By Columnist Bob Bridge



When Treats Tantalized Taste Buds


My memory banks are filled with flavors and aromas reminiscent of those special moments in life.


Remember that old television commercial for Lay’s potato chips.


Bet you can’t eat just one!


Can you relate?


I certainly can.


One of my earliest remembrances is of my father bringing me a fish sandwich from the Tee Pee restaurant in Indianapolis on his return trips from Elkhart to Evansville.


Though hardly old enough to hold a fork, I would devour a giant sandwich in the blink of an eye. I would have eaten the plastic it was wrapped in if they let me. Each time we headed north we had to stop at the Tee Pee.


Just a few years later, on a fishing trip to Canada, my father surreptitiously introduced me to a new treat. Our menu was simple yet scrumptious — northern pike and fried potatoes prepared over a campfire.


“Nothing on my potatoes,” I requested.


Fortunately, Dad slipped a few onions into the skillet and I was immediately smitten with the savory side dish.


Becky, my lovely sister, was a bona fide Girl Scout. That meant cookies for Bobby each spring. I became hopelessly addicted to Thin Mints. When I opened a sleeve of those wondrous wafers, there was no returning it to the box.


My grandmother’s forte was Swiss steak.
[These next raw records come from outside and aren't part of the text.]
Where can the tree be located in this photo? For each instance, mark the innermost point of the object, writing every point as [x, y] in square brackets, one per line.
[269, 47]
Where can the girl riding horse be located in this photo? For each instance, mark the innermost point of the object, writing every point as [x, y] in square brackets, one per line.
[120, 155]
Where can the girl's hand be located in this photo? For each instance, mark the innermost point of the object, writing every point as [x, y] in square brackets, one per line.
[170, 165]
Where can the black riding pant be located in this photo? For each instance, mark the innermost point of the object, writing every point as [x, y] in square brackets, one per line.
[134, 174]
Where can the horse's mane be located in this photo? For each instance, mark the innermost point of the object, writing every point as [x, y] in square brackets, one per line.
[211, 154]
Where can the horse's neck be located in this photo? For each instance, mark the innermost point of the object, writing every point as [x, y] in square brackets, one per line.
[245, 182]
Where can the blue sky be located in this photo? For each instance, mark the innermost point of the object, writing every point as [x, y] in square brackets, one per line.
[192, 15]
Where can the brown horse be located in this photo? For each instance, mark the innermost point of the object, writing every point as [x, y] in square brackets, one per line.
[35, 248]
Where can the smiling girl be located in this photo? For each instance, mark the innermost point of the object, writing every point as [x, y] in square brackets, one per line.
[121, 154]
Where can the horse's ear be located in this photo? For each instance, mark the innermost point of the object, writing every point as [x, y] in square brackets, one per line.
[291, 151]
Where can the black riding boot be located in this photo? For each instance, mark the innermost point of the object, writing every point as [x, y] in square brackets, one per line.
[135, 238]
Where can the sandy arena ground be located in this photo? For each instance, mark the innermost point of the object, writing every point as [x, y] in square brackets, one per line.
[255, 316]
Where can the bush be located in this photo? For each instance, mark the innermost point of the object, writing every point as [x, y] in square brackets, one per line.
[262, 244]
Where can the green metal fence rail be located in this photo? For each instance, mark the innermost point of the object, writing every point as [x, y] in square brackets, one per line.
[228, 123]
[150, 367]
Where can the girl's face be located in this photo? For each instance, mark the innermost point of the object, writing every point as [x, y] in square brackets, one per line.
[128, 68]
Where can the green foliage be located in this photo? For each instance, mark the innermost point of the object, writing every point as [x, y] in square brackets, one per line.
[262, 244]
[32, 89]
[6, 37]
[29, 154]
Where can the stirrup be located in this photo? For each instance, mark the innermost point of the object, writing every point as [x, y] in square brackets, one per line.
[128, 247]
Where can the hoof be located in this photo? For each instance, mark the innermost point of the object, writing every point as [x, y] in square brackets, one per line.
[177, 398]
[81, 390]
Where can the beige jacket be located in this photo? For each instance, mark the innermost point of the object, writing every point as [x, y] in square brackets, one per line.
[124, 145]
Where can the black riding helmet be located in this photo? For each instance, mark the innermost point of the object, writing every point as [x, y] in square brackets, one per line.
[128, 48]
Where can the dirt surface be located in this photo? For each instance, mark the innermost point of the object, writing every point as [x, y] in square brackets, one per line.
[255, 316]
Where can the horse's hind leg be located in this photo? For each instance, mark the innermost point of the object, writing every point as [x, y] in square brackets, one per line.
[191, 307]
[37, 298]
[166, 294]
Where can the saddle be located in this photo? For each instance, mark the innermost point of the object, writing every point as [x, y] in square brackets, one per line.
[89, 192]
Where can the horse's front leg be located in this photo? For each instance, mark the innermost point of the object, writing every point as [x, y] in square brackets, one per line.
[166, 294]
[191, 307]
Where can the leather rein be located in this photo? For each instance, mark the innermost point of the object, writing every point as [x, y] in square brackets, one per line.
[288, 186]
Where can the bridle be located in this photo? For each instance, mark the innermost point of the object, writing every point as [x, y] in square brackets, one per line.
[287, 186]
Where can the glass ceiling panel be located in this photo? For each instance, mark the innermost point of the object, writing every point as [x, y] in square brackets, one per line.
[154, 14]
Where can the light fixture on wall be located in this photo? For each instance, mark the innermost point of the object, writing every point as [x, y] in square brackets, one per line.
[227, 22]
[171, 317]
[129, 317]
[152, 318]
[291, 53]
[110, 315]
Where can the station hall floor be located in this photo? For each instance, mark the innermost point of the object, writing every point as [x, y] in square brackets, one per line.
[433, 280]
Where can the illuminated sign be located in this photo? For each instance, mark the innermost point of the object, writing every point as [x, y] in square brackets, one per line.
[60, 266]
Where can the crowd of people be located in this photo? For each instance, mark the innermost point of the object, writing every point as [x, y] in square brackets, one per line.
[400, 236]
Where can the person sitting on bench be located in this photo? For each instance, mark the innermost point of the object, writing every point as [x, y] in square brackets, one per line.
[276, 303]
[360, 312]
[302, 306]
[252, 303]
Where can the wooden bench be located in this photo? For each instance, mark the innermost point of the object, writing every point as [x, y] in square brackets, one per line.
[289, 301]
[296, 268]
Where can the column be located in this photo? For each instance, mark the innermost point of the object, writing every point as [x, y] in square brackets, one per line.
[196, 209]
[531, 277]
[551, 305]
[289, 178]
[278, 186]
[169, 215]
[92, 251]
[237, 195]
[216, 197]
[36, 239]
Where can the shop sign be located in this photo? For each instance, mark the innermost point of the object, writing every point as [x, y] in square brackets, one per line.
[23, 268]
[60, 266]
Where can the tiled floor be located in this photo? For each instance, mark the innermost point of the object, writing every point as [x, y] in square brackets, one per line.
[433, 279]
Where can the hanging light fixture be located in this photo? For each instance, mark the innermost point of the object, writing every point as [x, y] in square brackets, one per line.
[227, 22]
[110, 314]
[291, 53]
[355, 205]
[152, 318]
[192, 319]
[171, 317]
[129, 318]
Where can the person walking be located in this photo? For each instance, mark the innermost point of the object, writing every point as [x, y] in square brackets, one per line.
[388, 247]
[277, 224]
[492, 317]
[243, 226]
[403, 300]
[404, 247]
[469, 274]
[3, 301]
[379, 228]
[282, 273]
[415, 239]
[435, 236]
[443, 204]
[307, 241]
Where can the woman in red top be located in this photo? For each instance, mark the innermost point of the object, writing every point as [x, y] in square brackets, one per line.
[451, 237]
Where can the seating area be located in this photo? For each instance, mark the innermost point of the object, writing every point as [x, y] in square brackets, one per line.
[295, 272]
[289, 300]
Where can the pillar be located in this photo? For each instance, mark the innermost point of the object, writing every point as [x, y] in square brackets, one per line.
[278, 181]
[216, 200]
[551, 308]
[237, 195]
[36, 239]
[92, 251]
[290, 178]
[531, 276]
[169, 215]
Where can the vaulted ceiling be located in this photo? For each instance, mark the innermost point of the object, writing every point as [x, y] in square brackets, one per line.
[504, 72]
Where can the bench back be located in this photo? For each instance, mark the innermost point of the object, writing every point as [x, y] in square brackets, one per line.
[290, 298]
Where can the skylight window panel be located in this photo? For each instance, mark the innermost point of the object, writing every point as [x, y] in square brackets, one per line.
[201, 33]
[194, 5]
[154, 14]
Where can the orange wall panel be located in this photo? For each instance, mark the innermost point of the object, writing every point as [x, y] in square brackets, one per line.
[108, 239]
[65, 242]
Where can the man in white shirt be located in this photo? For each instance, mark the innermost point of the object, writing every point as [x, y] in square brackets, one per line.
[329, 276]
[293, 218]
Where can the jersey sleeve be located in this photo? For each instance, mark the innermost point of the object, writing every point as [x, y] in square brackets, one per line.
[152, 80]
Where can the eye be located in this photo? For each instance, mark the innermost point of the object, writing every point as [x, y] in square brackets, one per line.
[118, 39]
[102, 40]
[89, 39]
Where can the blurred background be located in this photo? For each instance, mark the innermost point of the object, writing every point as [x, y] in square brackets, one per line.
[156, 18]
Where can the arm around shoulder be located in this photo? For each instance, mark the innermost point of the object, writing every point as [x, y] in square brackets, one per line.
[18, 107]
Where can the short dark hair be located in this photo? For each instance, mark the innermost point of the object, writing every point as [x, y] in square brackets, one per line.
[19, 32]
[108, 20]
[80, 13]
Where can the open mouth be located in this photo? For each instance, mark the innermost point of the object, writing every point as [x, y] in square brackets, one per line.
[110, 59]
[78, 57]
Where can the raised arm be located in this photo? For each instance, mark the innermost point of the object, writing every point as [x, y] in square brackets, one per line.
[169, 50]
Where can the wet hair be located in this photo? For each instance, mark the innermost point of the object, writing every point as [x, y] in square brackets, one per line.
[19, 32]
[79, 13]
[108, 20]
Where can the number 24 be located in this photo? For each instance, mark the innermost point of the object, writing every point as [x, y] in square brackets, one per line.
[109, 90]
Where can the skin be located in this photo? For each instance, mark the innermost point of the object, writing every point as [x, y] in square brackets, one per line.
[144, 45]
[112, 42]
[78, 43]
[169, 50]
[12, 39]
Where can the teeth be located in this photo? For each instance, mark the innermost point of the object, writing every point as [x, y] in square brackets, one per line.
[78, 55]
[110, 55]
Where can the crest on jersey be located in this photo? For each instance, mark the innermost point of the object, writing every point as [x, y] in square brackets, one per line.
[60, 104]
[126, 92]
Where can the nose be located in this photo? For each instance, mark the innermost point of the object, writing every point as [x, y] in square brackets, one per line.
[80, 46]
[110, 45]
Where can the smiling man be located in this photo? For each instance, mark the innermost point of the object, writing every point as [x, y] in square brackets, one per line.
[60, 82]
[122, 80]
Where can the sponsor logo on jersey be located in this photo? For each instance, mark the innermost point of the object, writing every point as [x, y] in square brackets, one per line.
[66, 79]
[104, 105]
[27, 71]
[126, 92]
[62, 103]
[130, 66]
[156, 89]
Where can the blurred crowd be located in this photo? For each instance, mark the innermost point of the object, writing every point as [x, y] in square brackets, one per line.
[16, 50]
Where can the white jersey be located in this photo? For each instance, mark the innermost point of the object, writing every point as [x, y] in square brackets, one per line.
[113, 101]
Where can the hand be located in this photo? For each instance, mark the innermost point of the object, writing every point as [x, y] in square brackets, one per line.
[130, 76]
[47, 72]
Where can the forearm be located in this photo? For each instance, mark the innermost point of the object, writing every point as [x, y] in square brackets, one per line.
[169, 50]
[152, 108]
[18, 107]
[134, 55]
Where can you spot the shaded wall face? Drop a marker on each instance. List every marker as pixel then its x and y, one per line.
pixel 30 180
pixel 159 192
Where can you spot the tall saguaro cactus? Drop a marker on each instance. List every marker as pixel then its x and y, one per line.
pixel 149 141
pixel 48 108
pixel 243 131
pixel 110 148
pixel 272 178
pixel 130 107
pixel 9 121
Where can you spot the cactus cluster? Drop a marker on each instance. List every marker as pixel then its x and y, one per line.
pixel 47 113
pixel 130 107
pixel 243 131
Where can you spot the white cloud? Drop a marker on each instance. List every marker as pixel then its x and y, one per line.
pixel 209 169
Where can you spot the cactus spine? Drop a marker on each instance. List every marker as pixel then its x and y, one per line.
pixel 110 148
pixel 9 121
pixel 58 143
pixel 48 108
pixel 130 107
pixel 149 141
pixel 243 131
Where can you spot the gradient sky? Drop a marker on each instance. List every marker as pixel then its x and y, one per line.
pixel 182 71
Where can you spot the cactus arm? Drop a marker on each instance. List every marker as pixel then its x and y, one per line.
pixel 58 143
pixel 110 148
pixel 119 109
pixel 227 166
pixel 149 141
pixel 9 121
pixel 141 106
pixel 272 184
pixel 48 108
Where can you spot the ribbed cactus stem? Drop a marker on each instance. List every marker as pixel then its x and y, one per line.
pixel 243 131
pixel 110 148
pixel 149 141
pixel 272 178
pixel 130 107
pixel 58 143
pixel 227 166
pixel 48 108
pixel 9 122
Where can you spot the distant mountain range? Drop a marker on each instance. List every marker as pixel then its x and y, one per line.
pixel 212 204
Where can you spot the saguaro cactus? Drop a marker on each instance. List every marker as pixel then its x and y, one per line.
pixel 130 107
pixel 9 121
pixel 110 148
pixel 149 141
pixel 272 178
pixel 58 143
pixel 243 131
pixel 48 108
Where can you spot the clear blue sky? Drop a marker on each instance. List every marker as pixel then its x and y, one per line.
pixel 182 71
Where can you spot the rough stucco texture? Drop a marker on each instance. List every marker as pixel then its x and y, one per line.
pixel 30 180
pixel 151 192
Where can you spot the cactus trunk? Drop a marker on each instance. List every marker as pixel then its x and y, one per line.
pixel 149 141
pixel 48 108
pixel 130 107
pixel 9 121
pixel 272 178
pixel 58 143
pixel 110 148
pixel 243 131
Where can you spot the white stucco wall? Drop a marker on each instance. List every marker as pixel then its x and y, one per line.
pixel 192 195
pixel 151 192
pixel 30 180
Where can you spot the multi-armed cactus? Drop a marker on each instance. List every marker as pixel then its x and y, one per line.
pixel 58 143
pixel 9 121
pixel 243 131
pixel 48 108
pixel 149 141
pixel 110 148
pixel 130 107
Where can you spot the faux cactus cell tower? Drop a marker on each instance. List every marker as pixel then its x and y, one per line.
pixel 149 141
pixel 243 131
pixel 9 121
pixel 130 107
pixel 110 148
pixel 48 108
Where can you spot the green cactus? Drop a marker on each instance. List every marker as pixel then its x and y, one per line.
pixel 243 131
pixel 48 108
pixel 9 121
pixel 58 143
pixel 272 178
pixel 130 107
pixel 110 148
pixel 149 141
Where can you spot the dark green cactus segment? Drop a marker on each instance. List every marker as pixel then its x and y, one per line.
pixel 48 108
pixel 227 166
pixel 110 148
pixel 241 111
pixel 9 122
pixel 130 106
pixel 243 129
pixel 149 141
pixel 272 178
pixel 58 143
My friend and I sprinted from the classroom to her house during lunch period to eat and watch the World Series.


Talk about a special treat!


She included a bottle of Coca-Cola, and the service with a smile was even better than the entree.


My first true luxury was Charles Chips. They were crisp, salty and dispensed in a tin can. My friends and I were convinced this was what folks snacked on in Hollywood.


Drinks?


From an ice-cold lemon slush to a frosty mug of root beer to a large pitcher of sun tea, they are as memorable as the grocery sacks full of freshly buttered popcorn Mom popped for us on the stove to take to the drive-in movie.


Sadly, my cantankerous kidneys don’t allow me to ingest many of those childhood treasures.


So much for these “twilight years.”


One must live to eat, he must display discipline and eat to live.


Still, those tasty treats remain dear to my heart and continue to trigger traces of those precious people of my past.